University Costs Cardiff
Not all universities cost the same either. For starters, tuition fees vary depending on where you go and if you're Scottish, English or Welsh. Although most universities have settled on £3,000 a year, prices are as stable as a see-saw with hiccups.
In Northern Ireland, for example, the cost of living is a fraction of what it is in the South East of England, but that’s not much help if you have to pay the difference to get there and back. However, the North East is also cheaper as are parts of Scotland, the North West and the Midlands.
London is by the far the most expensive place to study. It’s not just accommodation costs which go through the roof (and then the rain gets in), but everything from the weekly shopping to a can of drink in a shop.

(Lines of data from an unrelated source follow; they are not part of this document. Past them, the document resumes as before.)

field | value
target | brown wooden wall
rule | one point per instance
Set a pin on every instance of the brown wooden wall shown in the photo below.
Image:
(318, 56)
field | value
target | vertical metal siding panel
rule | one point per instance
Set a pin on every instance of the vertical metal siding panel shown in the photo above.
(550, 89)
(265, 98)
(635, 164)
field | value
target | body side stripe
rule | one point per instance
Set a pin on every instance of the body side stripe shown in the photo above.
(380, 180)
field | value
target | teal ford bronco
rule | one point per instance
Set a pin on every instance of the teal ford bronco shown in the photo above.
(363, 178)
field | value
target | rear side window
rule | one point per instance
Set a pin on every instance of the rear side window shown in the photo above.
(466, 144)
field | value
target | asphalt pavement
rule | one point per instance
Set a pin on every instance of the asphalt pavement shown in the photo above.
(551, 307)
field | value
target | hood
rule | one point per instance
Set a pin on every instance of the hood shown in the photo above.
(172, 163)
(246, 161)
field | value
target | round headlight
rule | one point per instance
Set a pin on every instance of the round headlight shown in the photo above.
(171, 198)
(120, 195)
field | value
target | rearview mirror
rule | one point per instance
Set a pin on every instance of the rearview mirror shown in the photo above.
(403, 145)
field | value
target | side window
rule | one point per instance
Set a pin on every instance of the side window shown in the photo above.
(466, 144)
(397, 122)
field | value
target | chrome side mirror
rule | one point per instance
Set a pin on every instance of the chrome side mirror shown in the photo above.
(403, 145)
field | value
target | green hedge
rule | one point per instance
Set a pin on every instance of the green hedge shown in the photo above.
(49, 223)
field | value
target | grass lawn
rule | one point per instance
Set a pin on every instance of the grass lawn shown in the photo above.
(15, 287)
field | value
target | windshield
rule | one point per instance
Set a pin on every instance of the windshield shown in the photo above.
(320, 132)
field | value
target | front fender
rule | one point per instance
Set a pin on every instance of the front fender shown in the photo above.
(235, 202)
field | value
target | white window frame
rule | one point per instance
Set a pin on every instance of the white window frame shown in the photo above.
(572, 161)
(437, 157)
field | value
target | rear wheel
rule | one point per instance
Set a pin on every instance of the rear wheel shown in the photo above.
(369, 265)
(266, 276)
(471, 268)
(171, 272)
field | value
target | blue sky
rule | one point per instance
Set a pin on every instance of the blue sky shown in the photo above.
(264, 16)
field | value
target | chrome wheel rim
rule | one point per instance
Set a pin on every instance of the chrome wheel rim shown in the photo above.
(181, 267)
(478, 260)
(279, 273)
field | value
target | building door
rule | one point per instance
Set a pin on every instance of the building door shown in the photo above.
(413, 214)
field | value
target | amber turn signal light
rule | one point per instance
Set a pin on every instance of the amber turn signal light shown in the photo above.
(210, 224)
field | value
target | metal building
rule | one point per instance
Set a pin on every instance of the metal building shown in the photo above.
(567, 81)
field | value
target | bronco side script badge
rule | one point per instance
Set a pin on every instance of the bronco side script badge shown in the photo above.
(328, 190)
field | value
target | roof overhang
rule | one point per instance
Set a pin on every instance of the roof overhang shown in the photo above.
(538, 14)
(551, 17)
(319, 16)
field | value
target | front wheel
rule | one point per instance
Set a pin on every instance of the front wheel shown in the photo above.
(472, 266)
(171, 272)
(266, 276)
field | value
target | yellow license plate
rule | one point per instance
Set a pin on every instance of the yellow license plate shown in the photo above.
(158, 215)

Just about the only thing that’s relatively cheap in London is petrol, but it’s still very expensive and most students can’t afford to run a car in London anyway. And then there’s the congestion charge and nowhere to park.
One of the other money problems with London (in common with a number of other places) is not just how much anything costs, but how much of everything there is. It’s hard to resist the temptations, whether you can afford them or not and, besides, what’s the point of living somewhere so expensive if you’re not going to make the most of its compensations?
In fact, you are entitled to a bigger loan if you’re a student in London, but it doesn’t reflect the difference in how much extra cash London students can end up forking out.